(Editor’s note: We are sharing this story again in light of Monday’s school shooting in Nashville.)
Long before gun violence in schools was a common occurrence, artist Kate Taverna turned her devastation and frustration into art.
Back in 1987, the New York artist and filmmaker was horrified by news reports about Lisa Steinberg, a 6-year-old girl beaten to death by the man who had illegally adopted her. “She was going to school and was filled with bruises,” Taverna remembers. “He hit her over the head with a sledgehammer.” Using surplus metal, Taverna began weaving a miniature suit of armor, turning it into a child-sized figure that – in her words – suggested protection and evoked vulnerability.
Before long, driven by hearing more stories of violence against children, Taverna began making more and more mini metal sculptures, using riveted strips of stainless steel, copper and brass. A full nine years before the massacre at Columbine High School shocked the world, Taverna was exhibiting “The Kids” in Brooklyn and in Grand Central Station’s main windows during the UN World Summit for Children. Various pieces made their way to Brazil, Japan and Canada.
Then, with other news and other projects happening, Taverna set it all aside.
Until last summer. After nearly two decades and a torrent of horrifying school shootings, Taverna decided to bring “The Kids” back. She exhibited 27 armor-clad child sculptures at Jeff Tufano Gallery in Cobleskill, New York, from July until September, as a statement on school massacres, including the murder of 19 children and two teachers killed last May in Uvalde, Texas.
“I am sickened,” she says. ” I don’t understand why nothing is happening.”
At the upstate gallery, the sculptures were set up in a room and appeared to be fighting, competing, climbing the walls and playing aggressive games and bullying, portraying an eerily violent small-scale world. The dramatic exhibit was featured in local news outlets and the ABC-affiliate in Albany.
Those who stopped by to see the exhibit seemed to find it equal parts powerful, confusing and disturbing, Taverna says. “Mostly you’re stunned by what looks like a playground from hell,” she says. “They’re all armored and they’re playing.”

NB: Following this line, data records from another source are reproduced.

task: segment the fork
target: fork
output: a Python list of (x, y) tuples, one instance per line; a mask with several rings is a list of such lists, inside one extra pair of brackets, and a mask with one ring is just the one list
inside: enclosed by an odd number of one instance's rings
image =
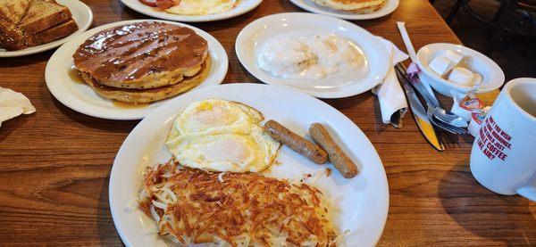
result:
[(418, 83), (415, 83), (411, 79), (407, 78), (406, 68), (402, 64), (398, 63), (395, 66), (395, 68), (396, 68), (395, 71), (398, 74), (398, 77), (402, 78), (406, 82), (412, 85), (413, 87), (416, 89), (417, 93), (421, 95), (421, 97), (423, 99), (424, 99), (424, 102), (426, 103), (426, 106), (427, 106), (426, 114), (428, 115), (428, 119), (430, 119), (430, 121), (434, 126), (436, 126), (448, 133), (455, 134), (455, 135), (468, 135), (469, 134), (469, 132), (467, 130), (465, 130), (462, 128), (446, 123), (446, 122), (441, 121), (439, 119), (437, 119), (433, 115), (433, 111), (435, 108), (440, 107), (440, 106), (439, 106), (439, 102), (435, 98), (435, 96), (430, 95), (430, 94), (427, 93), (428, 91), (425, 91), (426, 88), (423, 87), (422, 85), (420, 85)]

Taverna says she wanted the installation to reflect aggressive behavior on the part of the children themselves, for a number of reasons. “Violence begets violence,” she says. In many cases, especially in school shootings, it’s troubled kids – not necessarily adults – who are causing the harm. And they’re getting younger.
Since 1999, seven in 10 school shooters have been under the age of 18, according to the Washington Post. Most recently, a 6-year-old boy in Virginia brought his family’s gun into his elementary school and shot his 25-year-old teacher. The age of assailants in mass shootings beyond schools has dropped significantly from earlier decades, the New York Times recently found, with six of the nine deadliest shootings since 1998 committed by men (and it’s nearly always men) under the age of 21.

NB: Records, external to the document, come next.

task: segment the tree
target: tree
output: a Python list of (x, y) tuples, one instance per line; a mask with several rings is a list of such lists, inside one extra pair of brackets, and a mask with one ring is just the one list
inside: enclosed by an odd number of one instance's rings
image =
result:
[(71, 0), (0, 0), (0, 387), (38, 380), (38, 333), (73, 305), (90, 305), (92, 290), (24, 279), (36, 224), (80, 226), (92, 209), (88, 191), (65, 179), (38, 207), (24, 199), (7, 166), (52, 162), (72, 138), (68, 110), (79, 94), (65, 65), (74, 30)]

Taverna is currently working with even smaller pieces of metal, which she says is painstaking. “I’ve been weaving it into baby armor,” she says, only about 12 inches high. “I am going smaller and smaller.”
And she hopes to show “The Kids” again this year, or perhaps take the pieces on tour. “Nobody got it 30 years ago,” she says. “Now it’s so on the mark that it should be seen.” ◼️
The post has been updated to include where pieces have been shown or collected.